14. From the aforesaid discussion devoted to the limitations and conditions for the revival of lapsed policies and the relevant rulings on the subject, the following principles emerge :
(1) Revival of a lapsed policy is a privilege or concession granted to the policyholder subject to certain limitations.
(2) The said limitations are :
(a) the revival could only be during the lifetime of the assured and not after his death;
(b) within a period of five years from the due date of the first unpaid premium;
(c) before the date of maturity; and
(d) the conditions relating to the payment of the premium due on the lapsed policies should be complied with.
(3) The revival of a policy is not a matter of right and it would not automatically follow even after the fulfilment of the conditions laid down in the policy.
(4) The revival operates as a new contract and the rights and liabilities do not begin to run until the new terms and conditions are accepted and complied with.
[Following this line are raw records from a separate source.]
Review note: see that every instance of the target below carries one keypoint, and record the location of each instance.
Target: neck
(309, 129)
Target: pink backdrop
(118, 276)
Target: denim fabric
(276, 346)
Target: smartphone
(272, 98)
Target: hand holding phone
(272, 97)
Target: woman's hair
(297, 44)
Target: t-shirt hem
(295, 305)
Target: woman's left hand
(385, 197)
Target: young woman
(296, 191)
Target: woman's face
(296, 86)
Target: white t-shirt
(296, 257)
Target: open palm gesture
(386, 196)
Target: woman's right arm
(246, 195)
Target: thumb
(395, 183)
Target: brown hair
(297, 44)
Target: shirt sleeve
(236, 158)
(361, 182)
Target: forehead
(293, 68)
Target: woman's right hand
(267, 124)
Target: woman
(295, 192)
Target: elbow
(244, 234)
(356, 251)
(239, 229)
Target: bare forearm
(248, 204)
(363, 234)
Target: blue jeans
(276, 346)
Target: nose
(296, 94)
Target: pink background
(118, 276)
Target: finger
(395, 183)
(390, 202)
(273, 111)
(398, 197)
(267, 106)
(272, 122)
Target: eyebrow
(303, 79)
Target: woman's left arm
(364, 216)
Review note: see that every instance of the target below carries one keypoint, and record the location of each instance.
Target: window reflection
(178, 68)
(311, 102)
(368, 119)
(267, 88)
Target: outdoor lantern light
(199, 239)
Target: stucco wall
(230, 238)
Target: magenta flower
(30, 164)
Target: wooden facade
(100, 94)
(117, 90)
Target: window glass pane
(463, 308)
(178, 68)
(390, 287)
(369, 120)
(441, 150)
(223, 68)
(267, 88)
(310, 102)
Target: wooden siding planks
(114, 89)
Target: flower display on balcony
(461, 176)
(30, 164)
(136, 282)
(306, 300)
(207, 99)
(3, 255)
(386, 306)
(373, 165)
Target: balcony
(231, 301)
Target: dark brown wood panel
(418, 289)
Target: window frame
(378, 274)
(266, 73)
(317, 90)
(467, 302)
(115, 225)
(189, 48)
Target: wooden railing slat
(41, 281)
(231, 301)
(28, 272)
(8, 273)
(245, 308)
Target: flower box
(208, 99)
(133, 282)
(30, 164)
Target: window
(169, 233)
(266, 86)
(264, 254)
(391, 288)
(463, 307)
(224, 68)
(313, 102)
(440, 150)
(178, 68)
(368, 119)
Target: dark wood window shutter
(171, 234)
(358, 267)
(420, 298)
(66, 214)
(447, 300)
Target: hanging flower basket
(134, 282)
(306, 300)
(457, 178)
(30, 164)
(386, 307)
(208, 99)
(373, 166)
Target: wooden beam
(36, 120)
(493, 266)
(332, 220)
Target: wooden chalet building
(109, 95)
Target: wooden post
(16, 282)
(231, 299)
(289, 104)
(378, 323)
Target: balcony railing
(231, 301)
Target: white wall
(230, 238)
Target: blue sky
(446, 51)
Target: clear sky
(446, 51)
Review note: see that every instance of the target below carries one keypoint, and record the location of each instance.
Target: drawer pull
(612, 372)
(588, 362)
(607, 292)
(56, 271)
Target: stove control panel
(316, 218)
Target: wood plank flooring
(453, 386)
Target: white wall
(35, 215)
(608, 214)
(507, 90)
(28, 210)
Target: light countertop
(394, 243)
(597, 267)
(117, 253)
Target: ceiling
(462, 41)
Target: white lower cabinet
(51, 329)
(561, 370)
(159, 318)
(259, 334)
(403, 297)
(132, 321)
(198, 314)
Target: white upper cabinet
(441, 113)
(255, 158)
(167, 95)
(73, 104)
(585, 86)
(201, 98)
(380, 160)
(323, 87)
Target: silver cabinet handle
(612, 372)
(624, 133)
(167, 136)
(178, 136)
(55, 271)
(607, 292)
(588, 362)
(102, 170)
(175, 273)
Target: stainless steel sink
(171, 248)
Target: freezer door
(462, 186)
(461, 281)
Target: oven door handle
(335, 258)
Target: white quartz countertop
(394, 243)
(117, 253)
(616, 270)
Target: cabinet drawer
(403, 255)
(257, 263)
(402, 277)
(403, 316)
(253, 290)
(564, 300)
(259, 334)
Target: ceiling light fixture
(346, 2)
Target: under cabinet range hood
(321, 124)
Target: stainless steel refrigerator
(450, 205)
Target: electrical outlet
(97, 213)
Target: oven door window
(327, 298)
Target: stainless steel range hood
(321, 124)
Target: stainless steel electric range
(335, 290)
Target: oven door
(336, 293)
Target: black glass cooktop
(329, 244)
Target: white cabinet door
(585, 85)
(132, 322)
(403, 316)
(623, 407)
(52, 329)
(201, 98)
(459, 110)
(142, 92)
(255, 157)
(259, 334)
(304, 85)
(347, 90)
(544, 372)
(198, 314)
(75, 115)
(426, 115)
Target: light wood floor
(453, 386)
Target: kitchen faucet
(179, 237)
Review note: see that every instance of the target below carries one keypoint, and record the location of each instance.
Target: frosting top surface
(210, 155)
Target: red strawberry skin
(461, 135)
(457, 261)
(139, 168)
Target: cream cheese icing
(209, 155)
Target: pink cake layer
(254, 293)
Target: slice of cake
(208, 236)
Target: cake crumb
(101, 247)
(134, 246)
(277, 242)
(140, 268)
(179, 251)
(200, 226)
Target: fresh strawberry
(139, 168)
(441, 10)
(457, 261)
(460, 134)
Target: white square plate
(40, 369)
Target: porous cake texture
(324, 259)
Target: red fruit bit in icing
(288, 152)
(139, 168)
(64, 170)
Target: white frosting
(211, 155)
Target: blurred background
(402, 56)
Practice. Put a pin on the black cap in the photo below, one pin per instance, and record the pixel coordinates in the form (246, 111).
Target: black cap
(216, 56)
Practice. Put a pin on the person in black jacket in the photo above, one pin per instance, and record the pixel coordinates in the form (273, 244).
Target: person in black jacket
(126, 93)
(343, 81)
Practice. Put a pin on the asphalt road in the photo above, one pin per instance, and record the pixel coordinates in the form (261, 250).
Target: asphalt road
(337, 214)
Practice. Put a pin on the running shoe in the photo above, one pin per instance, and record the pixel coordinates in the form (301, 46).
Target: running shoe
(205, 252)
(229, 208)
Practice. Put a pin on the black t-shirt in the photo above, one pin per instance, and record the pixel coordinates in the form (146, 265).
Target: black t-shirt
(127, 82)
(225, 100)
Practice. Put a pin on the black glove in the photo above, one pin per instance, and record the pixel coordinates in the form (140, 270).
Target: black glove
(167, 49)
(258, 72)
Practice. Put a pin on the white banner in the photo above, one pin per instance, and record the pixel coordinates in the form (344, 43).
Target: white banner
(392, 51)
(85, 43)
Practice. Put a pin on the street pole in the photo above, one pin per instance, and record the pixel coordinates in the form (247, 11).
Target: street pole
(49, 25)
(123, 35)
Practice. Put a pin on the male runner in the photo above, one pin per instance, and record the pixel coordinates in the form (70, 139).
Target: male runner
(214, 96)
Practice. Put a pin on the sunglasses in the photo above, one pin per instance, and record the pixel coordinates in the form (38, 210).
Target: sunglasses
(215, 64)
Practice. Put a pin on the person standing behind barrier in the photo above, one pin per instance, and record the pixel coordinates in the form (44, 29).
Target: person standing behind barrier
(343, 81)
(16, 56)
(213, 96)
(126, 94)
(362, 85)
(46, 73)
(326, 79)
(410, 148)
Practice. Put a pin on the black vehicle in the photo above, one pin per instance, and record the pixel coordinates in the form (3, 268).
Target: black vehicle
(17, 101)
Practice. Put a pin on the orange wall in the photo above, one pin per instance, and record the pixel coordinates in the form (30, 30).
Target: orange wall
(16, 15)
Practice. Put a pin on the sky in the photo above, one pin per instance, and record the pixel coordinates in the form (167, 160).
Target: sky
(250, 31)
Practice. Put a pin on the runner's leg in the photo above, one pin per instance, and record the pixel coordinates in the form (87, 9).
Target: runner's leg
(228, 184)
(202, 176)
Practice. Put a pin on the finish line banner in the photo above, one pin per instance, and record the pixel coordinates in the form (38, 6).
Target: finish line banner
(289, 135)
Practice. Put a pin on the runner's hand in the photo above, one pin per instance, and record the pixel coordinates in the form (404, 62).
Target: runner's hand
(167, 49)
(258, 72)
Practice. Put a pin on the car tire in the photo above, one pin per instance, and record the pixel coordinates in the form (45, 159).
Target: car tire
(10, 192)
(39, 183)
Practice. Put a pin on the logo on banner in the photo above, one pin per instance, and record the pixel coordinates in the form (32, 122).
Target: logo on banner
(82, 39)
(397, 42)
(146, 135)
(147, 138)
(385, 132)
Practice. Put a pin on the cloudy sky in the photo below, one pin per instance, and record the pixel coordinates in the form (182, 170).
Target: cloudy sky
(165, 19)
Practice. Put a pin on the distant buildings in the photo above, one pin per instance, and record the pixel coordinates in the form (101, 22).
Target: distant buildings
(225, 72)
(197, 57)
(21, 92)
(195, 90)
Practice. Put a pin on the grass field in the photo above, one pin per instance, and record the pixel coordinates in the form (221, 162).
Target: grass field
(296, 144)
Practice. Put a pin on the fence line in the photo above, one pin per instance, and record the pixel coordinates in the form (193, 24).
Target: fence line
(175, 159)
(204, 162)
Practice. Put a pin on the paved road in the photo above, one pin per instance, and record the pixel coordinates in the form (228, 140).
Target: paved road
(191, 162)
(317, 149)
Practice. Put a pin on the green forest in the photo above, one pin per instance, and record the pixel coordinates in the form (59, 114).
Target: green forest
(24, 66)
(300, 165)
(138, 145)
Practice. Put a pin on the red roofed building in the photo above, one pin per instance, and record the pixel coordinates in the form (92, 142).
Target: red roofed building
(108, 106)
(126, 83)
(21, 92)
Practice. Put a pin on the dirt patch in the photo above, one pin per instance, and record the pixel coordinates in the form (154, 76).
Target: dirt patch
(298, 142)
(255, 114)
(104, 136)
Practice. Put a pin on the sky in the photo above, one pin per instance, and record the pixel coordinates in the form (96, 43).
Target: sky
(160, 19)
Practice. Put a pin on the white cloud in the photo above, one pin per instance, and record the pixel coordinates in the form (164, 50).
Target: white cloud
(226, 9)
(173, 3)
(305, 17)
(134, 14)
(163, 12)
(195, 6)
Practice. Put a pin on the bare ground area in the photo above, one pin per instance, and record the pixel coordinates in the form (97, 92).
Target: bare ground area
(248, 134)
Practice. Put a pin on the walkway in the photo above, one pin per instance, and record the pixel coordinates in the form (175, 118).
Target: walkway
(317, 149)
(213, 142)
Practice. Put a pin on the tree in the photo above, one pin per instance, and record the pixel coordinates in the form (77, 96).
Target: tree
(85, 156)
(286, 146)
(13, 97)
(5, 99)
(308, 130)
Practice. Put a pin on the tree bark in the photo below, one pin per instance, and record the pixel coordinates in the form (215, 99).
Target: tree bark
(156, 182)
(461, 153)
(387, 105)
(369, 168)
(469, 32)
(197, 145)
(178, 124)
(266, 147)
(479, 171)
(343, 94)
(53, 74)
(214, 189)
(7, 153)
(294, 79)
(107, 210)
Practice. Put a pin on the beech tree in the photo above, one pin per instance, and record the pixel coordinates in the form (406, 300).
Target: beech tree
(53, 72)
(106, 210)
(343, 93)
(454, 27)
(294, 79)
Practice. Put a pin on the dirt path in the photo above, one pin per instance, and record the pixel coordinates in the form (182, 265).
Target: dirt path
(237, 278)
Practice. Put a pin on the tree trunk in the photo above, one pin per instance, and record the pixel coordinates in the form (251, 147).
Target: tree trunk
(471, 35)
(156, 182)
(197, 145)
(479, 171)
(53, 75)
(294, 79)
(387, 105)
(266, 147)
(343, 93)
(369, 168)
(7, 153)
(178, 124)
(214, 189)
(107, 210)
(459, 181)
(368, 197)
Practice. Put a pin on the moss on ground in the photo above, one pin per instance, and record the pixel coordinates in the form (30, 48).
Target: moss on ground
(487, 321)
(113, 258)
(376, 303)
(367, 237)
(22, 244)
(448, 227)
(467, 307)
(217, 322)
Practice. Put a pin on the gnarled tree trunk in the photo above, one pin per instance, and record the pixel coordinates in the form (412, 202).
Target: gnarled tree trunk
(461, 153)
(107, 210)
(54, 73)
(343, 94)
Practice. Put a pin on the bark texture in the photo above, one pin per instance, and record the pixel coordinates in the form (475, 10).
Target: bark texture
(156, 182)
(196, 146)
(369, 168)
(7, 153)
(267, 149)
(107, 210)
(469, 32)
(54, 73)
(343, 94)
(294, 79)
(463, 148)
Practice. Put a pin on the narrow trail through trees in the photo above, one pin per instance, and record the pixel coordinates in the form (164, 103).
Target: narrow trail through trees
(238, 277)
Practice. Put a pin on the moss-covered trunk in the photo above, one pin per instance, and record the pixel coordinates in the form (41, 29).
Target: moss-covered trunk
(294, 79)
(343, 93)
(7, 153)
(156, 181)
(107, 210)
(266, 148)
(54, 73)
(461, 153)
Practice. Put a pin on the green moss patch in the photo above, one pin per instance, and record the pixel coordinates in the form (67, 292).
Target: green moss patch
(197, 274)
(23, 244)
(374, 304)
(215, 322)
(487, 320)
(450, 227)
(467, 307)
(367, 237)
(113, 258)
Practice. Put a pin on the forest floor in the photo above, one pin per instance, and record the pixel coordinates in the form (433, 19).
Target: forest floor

15. In P. Sankunni Menon v. Empire of India Life Insurance Co. Ltd, Bombay, (1931) 61 Mad LJ 388: (AIR 1932 Mad 241) Venkatasubba Rao, J., held:
'Where a person paid to the Insurance Company all the premiums payable up to a certain date and under the conditions, the policy had not only on that date acquired a surrender value, but he had in the alternative become entitled to a fully paid-up policy for a proportion of the original sum assured, and he made default in payment of premium due on a certain date, and then, about 31 months after the date of default, requested the Company to inform of him of the most favourable terms for reviving his policy and the company refused him such privileges on the questions whether his policy could be reinstated and whether he could be entitled to the paid up policy.'
It was further held: 'that since the premium was not paid within the days of grace allowed by the contract and since the request to revive the policy was not made within twelve calendar months along the payment of arrears of premiums, fine and interest, according to the conditions to which the policy was subjected, the policy became void and all premiums paid in respect of it forfeited.'
16. The learned counsel for the appellant relying on the above decision submits that the payment of premium was accepted and it was made within the period of grace allowed. Therefore, he argues that the production of anv medical certificate does not arise. But it is clear that the amount was not paid with interest, and the interest was paid only after the expiry of the six months from the due date of the first unpaid premium. Therefore, both the parties proceeded on the footing that the evidence of health was required under Clause (b) of the conditions for revival and so the notice Ex. B-1 was issued to the policyholder. But even if the contention is accepted, there can be revival if the assured is alive and there can be no revival after the death of the assured. In this case, the assured died on 1-6-1973, before the actual revival of the policy. Therefore. I have no hesitation in holding that there was no revival of the policy and therefore, the Court below rightly dismissed the claim for the entire amount due under the policy and granted the decree for the paid-up value and bonus accrued on it. The appeal fails and it is accordingly dismissed. However, there shall be no order as to costs.